Une des inspirations principales du projet était le livre Évidence (1977) de Larry Sultan et Mike Mandel, dans lequel sont publiées des images destinées à des usages scientifiques, industriels, militaires, etc. pour composer un ouvrage qui semble provenir d’un seul auteur. En découle une méditation subtile et drôle sur la relation complexe de la photo à son contexte !
De manière similaire, Non Fiction est un jeu d’analogies. Si on place une maison la nuit à côté d’un portrait, suivi d’une photo de trois chaises, une narration commence à prendre forme, même si ces éléments n’ont concrètement aucun rapport entre eux. J’ai donc voulu proposer des clés de lecture qui permettent au public de percevoir les esquisses d’une narration, sans pour autant la définir.

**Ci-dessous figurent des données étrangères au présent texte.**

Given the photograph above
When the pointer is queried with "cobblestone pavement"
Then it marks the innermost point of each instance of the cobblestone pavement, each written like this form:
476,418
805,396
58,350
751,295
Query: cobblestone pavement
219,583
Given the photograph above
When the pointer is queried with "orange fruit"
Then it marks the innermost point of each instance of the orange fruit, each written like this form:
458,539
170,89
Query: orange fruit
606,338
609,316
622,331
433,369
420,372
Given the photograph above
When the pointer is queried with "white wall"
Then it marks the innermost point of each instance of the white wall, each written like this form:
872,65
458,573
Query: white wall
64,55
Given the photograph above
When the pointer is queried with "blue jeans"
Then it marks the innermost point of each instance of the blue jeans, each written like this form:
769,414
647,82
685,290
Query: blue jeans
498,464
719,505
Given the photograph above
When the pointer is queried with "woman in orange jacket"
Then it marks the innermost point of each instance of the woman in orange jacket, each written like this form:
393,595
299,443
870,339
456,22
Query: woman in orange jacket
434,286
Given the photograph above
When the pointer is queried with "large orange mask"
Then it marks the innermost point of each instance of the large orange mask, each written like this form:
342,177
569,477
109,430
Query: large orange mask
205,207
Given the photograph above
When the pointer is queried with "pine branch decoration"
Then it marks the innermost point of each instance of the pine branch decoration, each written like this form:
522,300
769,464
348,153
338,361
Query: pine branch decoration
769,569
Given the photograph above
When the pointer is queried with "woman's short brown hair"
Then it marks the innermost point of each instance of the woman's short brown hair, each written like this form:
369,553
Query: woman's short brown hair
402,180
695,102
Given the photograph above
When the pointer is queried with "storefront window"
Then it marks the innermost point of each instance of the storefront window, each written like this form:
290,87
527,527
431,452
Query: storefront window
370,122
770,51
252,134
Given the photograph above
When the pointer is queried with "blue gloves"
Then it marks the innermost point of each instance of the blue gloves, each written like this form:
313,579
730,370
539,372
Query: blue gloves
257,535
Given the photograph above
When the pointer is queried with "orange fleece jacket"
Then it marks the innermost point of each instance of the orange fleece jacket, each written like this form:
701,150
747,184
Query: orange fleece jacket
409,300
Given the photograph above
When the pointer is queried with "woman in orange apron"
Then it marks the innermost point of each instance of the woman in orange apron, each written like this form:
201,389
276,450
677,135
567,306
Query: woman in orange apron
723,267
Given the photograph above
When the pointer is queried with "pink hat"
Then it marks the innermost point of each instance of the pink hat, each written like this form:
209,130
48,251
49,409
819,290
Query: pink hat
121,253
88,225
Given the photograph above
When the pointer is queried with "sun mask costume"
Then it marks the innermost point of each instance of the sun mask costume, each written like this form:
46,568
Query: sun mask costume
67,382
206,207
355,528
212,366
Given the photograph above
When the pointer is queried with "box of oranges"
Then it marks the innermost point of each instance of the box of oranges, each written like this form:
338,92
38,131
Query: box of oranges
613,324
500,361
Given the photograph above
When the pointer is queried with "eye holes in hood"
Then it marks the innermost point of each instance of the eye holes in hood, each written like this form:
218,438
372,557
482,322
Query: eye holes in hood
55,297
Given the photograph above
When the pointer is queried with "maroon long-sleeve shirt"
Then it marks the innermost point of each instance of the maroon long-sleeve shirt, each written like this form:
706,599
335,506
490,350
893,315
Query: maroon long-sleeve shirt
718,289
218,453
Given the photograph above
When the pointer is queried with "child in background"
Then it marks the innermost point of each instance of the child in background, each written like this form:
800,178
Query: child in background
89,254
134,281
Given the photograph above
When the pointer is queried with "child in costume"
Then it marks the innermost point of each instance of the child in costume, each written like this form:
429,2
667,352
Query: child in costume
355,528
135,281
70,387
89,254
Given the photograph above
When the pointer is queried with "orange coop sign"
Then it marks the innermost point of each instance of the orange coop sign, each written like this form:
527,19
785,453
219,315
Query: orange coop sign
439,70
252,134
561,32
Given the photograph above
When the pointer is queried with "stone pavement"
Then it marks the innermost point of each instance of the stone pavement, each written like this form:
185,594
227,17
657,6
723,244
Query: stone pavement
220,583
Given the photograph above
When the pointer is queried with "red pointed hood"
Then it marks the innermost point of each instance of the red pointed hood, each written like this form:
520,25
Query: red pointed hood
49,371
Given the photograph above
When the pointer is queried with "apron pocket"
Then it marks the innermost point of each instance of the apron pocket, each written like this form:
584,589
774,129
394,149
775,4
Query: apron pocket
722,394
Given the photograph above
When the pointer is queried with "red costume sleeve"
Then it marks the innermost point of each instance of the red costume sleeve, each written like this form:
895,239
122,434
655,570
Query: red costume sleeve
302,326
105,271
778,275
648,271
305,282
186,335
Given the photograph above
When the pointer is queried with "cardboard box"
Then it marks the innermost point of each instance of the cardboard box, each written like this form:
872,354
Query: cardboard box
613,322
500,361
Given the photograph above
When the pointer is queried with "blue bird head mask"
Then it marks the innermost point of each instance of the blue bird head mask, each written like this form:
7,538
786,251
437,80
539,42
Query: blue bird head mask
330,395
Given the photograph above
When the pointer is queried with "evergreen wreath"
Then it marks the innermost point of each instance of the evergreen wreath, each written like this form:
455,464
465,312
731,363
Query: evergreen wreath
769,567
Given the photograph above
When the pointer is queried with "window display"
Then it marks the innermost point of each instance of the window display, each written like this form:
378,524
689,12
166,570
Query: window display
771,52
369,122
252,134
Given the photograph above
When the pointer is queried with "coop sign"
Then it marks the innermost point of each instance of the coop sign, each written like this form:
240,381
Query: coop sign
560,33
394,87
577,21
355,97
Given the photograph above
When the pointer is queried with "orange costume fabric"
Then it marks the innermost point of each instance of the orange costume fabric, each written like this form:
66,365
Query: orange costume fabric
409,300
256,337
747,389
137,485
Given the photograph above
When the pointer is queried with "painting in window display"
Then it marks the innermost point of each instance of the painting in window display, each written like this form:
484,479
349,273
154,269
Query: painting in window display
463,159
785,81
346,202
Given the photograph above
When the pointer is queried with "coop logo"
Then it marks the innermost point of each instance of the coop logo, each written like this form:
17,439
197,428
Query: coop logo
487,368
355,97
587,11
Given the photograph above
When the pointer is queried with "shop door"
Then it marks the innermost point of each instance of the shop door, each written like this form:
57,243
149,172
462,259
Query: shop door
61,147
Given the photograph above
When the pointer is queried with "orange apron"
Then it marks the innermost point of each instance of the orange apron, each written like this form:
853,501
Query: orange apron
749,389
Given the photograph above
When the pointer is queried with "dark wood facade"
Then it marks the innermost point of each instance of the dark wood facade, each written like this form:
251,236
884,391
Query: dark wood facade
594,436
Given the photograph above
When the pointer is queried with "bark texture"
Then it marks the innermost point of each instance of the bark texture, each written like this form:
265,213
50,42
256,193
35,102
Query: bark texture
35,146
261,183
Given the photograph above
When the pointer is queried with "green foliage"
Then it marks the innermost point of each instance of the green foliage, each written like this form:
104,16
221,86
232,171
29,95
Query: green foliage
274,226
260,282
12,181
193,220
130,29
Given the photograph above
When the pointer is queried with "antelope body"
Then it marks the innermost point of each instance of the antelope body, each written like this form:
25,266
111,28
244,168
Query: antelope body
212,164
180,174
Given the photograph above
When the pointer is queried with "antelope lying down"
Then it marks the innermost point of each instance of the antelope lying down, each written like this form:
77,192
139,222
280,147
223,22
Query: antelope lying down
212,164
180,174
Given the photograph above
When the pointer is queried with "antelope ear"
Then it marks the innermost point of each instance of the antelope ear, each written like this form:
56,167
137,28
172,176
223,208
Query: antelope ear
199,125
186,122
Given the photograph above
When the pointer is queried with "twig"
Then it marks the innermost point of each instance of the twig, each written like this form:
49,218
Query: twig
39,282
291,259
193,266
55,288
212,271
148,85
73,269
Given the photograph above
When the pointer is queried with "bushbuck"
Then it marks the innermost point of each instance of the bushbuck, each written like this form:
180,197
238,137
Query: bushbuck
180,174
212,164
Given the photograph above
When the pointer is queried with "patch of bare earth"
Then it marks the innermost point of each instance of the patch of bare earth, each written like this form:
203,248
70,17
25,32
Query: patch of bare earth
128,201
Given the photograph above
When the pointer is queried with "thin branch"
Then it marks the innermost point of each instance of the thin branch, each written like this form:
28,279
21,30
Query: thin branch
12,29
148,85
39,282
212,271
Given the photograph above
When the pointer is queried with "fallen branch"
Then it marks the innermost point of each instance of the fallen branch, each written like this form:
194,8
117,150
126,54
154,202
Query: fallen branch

D’autres thématiques ont-elles éclos lors de la réalisation de Non Fiction ?
Outre cette frontière entre le réel et le fictif et l’influence du contexte sur la lecture des images, j’y explore aussi, d’une certaine manière, la notion de hasard. Il n’y a pas une seule photo dans la série qui ne soit pas le résultat d’une rencontre fortuite, d’une conversation imprévue, d’une coïncidence. Ça rejoint finalement l’idée du réel : comme si rien n’était forcé ni prévu d’avance. Je ne cesserai jamais d’être surpris par la générosité des « dieux de la photo » quand on s’acharne un peu…
As-tu un exemple de « heureux hasard » qui t’a permis d’avancer ton projet ?

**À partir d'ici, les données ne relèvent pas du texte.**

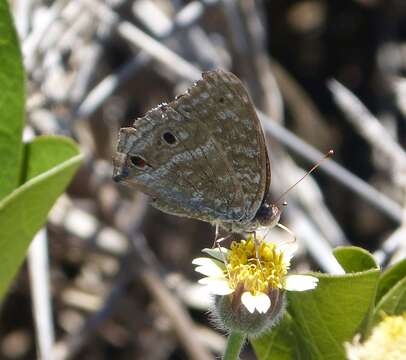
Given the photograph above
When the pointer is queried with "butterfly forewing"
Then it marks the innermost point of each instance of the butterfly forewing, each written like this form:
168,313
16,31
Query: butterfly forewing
202,155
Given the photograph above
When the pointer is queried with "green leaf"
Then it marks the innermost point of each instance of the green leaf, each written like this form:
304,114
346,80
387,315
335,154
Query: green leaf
278,343
332,313
393,302
51,164
354,259
390,277
12,99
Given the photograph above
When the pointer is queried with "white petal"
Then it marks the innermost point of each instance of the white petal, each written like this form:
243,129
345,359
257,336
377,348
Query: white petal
300,282
216,253
217,286
209,267
289,250
249,301
263,302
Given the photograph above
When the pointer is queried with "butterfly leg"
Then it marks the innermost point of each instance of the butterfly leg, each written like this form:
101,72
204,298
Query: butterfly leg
257,244
217,242
290,232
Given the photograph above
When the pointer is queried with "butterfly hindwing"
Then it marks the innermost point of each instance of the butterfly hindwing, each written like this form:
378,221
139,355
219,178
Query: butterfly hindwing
202,155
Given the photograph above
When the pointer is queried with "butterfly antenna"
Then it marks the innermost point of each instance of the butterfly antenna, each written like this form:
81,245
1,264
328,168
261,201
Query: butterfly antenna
325,157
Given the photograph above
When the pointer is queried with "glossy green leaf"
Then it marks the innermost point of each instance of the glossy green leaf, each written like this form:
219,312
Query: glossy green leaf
332,313
390,277
354,259
392,303
12,98
279,342
51,163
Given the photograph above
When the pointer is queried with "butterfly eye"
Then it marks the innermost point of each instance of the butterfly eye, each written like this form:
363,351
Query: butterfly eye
169,138
138,161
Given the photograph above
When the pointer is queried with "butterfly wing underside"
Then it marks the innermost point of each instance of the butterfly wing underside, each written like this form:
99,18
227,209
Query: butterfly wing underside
202,155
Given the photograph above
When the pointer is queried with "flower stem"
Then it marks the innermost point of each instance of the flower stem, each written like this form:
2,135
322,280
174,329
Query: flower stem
234,345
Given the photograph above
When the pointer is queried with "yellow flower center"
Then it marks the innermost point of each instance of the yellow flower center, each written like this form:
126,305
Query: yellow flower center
256,275
387,341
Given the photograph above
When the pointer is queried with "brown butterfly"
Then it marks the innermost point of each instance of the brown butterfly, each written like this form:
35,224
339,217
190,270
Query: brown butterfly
202,156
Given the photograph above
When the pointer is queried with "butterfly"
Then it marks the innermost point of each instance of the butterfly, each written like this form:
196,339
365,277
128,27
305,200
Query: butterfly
202,156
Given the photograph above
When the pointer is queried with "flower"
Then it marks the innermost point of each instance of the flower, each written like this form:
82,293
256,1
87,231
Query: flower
387,341
254,280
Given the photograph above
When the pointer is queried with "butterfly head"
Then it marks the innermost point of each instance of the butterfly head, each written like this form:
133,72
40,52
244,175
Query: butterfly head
126,164
268,215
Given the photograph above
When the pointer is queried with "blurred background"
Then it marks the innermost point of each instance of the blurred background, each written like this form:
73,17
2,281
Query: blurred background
324,74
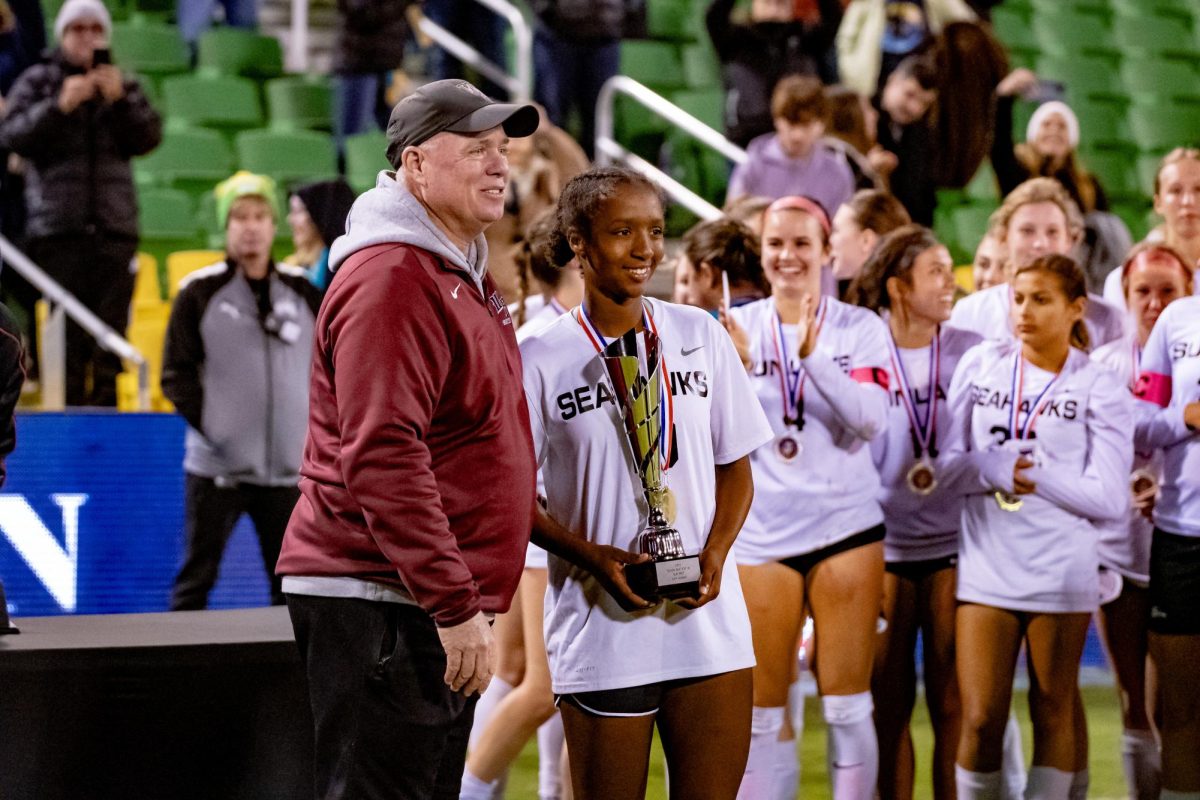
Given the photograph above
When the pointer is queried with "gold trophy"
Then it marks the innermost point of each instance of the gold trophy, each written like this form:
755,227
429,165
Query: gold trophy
670,573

C’était une fin de journée. J’avais les jambes fatiguées, il n’y avait plus beaucoup de lumière. Je me dis qu’il faudrait faire une dernière photo avant de rentrer. Je me trouvais devant un mur illuminé par un faisceau doré, comme seule la dernière lueur du soir peut l’être. J’aperçois un groupe au loin, dont un homme avec un gilet et une moustache en guidon. Pas convaincu, mais épuisé après cette longue journée, je l’approche. Au moment où je me lance dans des explications, je réalise que son œil gauche est entièrement blanc. Je n’aurais pas pu rêver meilleur protagoniste !

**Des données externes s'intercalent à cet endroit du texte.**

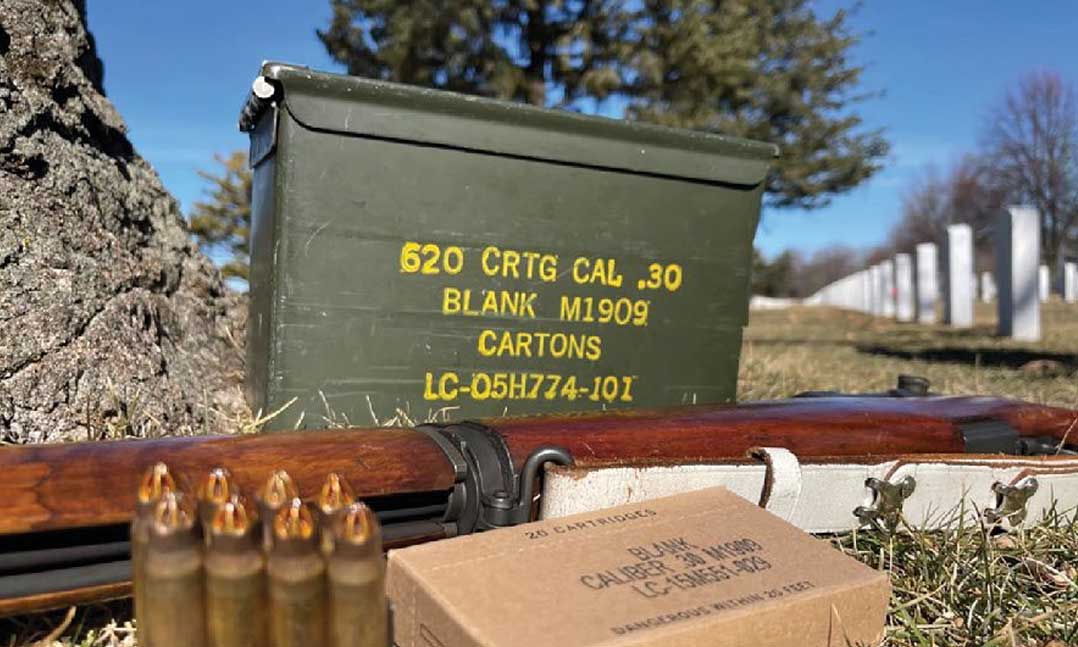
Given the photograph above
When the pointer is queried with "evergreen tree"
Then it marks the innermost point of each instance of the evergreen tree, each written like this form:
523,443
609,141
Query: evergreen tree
222,224
764,69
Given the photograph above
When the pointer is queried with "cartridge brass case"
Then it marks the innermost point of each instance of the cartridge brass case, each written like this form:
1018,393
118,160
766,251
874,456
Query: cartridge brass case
278,491
173,582
156,480
356,575
296,579
236,601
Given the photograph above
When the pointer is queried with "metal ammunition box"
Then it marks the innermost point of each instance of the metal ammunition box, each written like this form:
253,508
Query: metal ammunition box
418,250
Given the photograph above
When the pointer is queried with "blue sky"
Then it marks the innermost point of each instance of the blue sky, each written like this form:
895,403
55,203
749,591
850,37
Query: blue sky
179,71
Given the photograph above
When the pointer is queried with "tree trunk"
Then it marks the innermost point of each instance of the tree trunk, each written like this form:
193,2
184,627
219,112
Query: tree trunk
111,321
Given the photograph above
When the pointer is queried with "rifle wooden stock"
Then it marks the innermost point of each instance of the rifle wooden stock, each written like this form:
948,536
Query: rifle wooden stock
45,487
93,483
53,490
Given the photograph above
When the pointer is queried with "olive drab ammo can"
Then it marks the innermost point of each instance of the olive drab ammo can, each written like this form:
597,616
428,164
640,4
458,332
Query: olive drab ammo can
418,250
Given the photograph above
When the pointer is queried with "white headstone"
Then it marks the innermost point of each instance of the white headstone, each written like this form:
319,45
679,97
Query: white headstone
903,287
987,287
958,276
1018,275
887,270
1070,283
927,292
876,275
866,277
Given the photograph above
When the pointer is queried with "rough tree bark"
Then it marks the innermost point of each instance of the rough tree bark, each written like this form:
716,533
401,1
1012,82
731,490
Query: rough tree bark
111,321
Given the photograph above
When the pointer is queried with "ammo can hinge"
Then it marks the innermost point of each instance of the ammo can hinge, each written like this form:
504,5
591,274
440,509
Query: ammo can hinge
487,493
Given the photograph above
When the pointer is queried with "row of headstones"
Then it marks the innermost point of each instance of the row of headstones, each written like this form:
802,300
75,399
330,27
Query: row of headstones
909,286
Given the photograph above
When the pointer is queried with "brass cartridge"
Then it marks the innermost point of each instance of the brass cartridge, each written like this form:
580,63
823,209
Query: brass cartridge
235,577
216,487
334,496
174,576
155,481
296,579
277,492
357,581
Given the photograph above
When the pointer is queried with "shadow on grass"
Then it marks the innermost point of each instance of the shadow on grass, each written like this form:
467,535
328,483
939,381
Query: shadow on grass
1006,358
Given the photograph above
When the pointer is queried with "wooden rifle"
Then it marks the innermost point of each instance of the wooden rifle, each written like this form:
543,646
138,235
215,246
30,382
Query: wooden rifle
65,508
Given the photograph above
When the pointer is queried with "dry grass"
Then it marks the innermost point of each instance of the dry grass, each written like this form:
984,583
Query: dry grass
963,587
787,352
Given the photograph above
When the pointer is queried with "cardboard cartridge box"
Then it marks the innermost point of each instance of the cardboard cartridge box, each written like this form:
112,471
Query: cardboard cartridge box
701,568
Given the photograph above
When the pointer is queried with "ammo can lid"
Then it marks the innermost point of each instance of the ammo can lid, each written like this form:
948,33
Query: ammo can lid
364,107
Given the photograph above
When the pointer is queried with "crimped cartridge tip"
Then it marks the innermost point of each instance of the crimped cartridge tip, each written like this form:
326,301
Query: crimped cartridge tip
357,525
174,513
293,521
233,518
278,490
155,481
217,486
334,495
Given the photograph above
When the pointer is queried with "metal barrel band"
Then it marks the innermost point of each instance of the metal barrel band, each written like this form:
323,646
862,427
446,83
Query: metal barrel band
886,509
1011,501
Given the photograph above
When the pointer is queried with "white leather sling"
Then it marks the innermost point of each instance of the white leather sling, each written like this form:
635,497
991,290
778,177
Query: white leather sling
825,496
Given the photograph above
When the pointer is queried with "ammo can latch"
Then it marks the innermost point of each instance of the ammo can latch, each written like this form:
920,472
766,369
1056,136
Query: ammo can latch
487,493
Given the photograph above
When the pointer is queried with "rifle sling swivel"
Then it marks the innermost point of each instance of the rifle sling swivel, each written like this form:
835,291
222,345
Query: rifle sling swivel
487,493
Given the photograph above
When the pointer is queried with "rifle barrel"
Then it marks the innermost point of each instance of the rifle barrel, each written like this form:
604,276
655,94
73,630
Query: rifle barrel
64,508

Je lui ai demandé s’il accepterait de jouer, le temps de quelques photos, le « méchant » dans ma série, et il semblait aussi enthousiaste que moi. J’apprendrai par la suite qu’il n’était que de passage et n’avait pas prévu de passer là ce soir : ça avait été un hasard.
Des projets futurs qui te tardent de développer ?
En ce moment, je développe un projet ambitieux aux États-Unis – une sorte de suite à Non Fiction – qui porte sur Agloe, une ville fictive qui en est venue à exister. Ça part dans tous les sens : les nouvelles de John Cheever, les essais de Baudrillard, beaucoup de musique East Coast un peu déprimante, les tableaux de Hughie Lee-Smith, Edwrad Hopper et d’autres… Mais si tu me redemandes mes inspirations dans six mois, ce sera autre chose !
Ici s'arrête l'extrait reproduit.